Que “no hay mal que por bien no venga” es un refrán popular que podría aplicarse a determinados aspectos de la grave crisis financiera que estamos padeciendo en España. No me refiero, evidentemente, al paro y estancamiento de la economía que tantos problemas está causando a una gran parte de la población que necesita del apoyo y la solidaridad que el Estado pueda brindar. El empobrecimiento que, en mayor o menor medida, afecta al país en su conjunto también ha obligado a desprendernos de ciertos comportamientos a los que nos habíamos habituado con alegre fruición, a renunciar de un dispendio que contagió no sólo a los ciudadanos concretos, sino también al Gobierno de la nación.
En aquellos tiempos previos al estallido de la crisis, sólo los tontos tenían miedo a formalizar hipotecas de 40 ó 70 millones de pesetas que los bancos concedían a quien tuviera el aval de un sueldo de mil euros. Mezclo intencionadamente ambas monedas, pesetas y euros, para que comparemos conociendo el valor de una y otra cantidad, únicamente compatibles si los vencimientos de los préstamos se dilataban a 30 y 40 años o se tenía la certeza de una revalorización inmediata y constante del inmueble. En esa borrachera, muchos se pillaron los dedos con casas que hoy no pueden pagar ni vender a esos precios astronómicos que, en ningún caso, el banco renuncia a cobrar, aunque embarguen la vivienda por debajo del valor de tasación.

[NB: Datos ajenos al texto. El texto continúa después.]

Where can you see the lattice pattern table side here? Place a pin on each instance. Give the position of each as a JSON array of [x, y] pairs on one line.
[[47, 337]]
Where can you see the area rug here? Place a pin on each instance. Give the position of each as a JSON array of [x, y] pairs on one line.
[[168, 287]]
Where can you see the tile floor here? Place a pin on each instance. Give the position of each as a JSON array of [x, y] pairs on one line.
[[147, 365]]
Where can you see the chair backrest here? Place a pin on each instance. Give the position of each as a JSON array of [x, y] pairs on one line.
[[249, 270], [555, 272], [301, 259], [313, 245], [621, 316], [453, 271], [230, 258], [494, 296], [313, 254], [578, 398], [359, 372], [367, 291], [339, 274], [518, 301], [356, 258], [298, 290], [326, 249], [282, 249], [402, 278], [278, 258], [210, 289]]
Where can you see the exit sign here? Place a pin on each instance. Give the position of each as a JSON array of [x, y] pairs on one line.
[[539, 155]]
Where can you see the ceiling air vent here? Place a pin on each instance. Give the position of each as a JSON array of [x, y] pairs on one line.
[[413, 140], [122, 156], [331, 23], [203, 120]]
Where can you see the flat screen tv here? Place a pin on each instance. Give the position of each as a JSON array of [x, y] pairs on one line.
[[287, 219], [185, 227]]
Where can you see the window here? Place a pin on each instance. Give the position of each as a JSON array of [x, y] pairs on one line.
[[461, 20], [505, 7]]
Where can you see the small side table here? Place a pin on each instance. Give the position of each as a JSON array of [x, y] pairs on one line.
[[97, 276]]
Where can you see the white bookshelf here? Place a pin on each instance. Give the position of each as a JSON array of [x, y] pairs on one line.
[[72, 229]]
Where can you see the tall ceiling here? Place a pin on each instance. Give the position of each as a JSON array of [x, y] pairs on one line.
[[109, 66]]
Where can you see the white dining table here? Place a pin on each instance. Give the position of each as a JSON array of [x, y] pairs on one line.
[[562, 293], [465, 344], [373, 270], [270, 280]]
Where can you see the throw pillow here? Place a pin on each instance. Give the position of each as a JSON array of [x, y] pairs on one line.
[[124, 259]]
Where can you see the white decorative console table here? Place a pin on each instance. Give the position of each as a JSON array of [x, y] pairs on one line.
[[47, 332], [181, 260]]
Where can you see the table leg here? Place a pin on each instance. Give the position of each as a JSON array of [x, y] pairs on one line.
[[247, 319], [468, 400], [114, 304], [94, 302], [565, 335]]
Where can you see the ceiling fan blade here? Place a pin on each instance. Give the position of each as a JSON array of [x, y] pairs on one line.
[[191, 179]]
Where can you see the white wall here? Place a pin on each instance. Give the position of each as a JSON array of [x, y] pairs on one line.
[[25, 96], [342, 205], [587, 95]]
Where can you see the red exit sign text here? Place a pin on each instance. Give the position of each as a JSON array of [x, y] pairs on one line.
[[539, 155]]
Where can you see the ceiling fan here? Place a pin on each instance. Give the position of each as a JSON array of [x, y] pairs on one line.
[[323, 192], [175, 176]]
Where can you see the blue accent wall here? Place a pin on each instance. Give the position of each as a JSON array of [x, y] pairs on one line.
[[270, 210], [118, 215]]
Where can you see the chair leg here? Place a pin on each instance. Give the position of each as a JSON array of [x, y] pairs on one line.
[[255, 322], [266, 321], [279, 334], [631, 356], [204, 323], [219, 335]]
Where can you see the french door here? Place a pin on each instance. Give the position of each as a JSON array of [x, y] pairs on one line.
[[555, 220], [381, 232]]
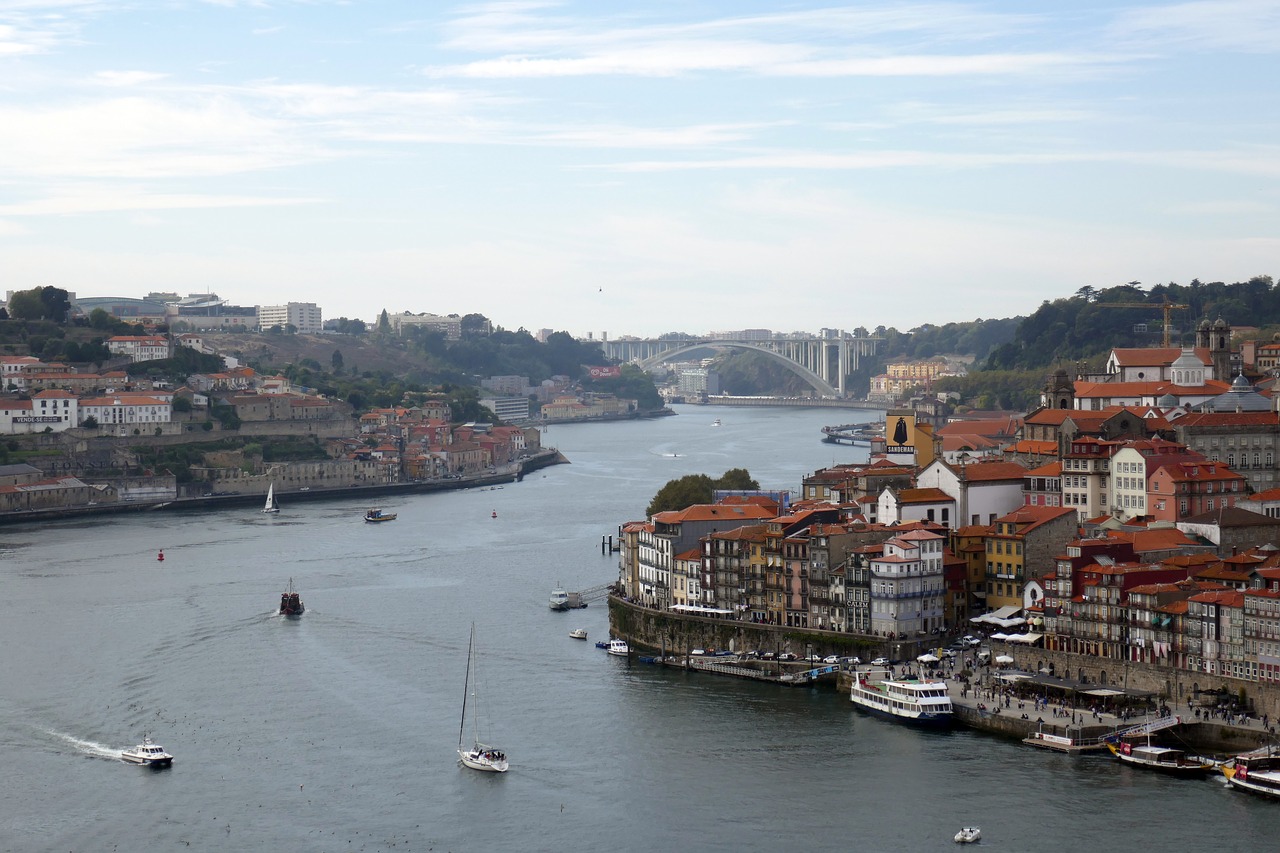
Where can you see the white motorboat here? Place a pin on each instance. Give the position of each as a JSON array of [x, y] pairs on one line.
[[480, 756], [146, 753], [906, 699]]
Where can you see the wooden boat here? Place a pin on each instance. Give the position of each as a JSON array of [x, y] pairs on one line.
[[291, 602], [1256, 774], [1165, 760]]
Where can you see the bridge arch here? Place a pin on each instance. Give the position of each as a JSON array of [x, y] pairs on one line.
[[814, 381]]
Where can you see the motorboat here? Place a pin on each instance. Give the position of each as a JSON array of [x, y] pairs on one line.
[[480, 756], [905, 699], [291, 602], [146, 753], [1165, 760], [1257, 774]]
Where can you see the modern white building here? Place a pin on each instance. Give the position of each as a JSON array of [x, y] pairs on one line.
[[305, 316]]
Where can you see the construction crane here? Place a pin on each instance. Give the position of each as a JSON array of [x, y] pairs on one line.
[[1166, 306]]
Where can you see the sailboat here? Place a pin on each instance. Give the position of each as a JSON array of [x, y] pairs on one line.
[[479, 756]]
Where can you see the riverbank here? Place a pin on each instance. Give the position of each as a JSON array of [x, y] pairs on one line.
[[512, 473]]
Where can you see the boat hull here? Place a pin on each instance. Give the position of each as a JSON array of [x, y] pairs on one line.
[[475, 760]]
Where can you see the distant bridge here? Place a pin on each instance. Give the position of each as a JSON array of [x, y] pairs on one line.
[[821, 361]]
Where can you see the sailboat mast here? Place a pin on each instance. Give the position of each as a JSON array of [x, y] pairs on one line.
[[466, 685]]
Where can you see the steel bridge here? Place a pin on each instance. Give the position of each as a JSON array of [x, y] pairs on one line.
[[822, 361]]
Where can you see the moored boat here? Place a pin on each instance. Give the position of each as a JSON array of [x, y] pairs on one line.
[[905, 699], [291, 602], [146, 753], [1165, 760], [1255, 774]]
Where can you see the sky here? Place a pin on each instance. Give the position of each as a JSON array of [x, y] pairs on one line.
[[606, 168]]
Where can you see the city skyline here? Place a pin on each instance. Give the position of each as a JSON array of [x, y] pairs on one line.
[[673, 168]]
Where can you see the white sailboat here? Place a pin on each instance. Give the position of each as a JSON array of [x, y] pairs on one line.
[[480, 756]]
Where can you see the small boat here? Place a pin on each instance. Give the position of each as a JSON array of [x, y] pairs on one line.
[[905, 699], [479, 756], [146, 753], [291, 603], [1174, 762], [558, 600], [1255, 774]]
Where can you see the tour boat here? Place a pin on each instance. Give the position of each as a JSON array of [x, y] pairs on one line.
[[147, 755], [1160, 758], [291, 603], [479, 756], [906, 699], [1255, 774]]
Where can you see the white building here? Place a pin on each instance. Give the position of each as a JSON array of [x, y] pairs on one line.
[[304, 316], [140, 347], [908, 585]]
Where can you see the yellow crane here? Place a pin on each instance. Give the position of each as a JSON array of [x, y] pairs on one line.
[[1166, 306]]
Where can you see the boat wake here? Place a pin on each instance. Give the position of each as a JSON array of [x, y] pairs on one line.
[[88, 748]]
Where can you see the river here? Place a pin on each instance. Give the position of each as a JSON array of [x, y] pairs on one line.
[[337, 731]]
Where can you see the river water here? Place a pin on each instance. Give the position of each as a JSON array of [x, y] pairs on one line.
[[337, 731]]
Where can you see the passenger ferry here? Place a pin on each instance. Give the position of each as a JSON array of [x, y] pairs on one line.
[[1255, 774], [906, 699]]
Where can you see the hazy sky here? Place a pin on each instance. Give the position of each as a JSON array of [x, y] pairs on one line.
[[638, 168]]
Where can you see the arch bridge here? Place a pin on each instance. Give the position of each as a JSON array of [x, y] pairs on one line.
[[822, 361]]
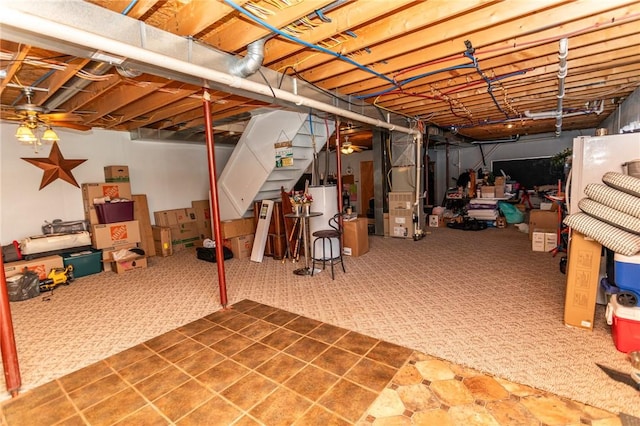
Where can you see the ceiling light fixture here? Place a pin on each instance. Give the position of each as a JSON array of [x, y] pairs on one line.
[[28, 134], [346, 150]]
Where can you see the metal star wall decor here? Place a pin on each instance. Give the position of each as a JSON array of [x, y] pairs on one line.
[[56, 167]]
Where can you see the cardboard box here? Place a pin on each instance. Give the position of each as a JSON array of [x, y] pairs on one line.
[[237, 227], [401, 225], [174, 217], [162, 240], [116, 173], [385, 220], [185, 235], [202, 211], [550, 240], [141, 214], [356, 237], [115, 234], [41, 266], [542, 219], [91, 191], [544, 240], [241, 246], [121, 211], [537, 241], [107, 256], [583, 276], [488, 191], [123, 266]]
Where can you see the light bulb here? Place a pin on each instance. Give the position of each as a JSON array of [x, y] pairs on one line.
[[50, 136]]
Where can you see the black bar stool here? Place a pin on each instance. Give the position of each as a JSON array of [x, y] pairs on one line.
[[324, 236]]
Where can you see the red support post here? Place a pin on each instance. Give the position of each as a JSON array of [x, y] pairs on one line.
[[215, 209], [7, 339]]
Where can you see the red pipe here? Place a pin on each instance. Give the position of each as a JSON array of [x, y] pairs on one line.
[[7, 339], [338, 167], [215, 209]]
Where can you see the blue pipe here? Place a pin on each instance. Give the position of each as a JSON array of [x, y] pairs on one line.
[[304, 43]]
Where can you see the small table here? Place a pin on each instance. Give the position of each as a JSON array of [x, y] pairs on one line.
[[305, 238]]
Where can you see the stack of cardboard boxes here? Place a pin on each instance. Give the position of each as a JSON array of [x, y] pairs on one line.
[[112, 237], [238, 235], [178, 229], [401, 214], [543, 229]]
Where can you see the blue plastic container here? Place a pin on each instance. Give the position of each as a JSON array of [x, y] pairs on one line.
[[627, 272]]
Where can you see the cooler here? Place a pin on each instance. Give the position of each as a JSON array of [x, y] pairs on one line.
[[85, 262], [625, 325]]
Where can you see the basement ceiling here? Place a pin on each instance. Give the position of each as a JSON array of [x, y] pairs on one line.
[[475, 70]]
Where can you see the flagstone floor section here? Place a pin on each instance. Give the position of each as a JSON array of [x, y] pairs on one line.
[[254, 364]]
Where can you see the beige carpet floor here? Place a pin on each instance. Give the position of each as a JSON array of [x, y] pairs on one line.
[[479, 299]]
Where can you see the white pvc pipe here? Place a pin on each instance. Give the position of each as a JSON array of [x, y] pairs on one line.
[[15, 18]]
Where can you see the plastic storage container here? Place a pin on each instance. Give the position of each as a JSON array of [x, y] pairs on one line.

Pero si grave es enfrentarse a esta realidad, más onerosas son algunas de las iniciativas gubernamentales que supusieron el gasto de ingentes cantidades de dinero público que hoy resulta injustificado. Porque si, por un lado, es comprensible que personas humildes, en medio de aquella situación, sucumbieran a la tentación de aceptar las ofertas que ofrecían entidades financieras y un mercado de la vivienda sumamente dinámico, es, por otro, de todo punto inconcebible que técnicos y expertos estatales de inversión y equipamientos planificaran infraestructuras, sin estudios previos de ocupación, que se demuestran ruinosas e inútiles. Ello debería ser delito.
Me estoy refiriendo a inversiones millonarias que se tiraron a la basura. La línea de alta velocidad que une las capitales de Albacete, Cuenca y Toledo, con una media de siete pasajeros por trayecto y que costaba 18.000 euros diarios de mantenimiento, ha tenido que cerrarse a los seis meses de servicio, justo después de las elecciones autonómicas y municipales de mayo pasado. Nadie se ha dignado a aclarar aún cuánto costó construir ese tren en Castilla-La Mancha, aunque el responsable de viajeros de Renfe, en un descuido de sinceridad, ha reconocido que su diseño fue debido a requerimientos de los alcaldes que demandaban la alta velocidad para sus municipios, en detrimento, nos tememos, de otras líneas convencionales a localidades con necesidad real de comunicación y mayor demanda.
Pero entonces éramos ricos, todos queríamos chalets y trenes AVE desde cualquier pueblo, y el país en aquel momento creía que podía permitírselo. Sin embargo, con la llegada de la crisis aquellos excesos deberán ahora pagarse. Al trabajador le quitan la casa, al banco le conceden ayudas para que siga prestando sin tanta alegría dinero y el tren se elimina sin que nadie admita responsabilidades. Mientras a unos se les exige la devolución de préstamos, otros pueden dilapidar recursos que hubieran sido más “rentables” en educación o sanidad, por ejemplo. Nos comportamos como nuevos ricos e hicimos demostración de nuestro “poderío”. Así que, si algo bueno se deriva de la crisis, confío en que sea el haber aprendido a no vivir por encima de nuestras posibilidades, ni como personas ni como país.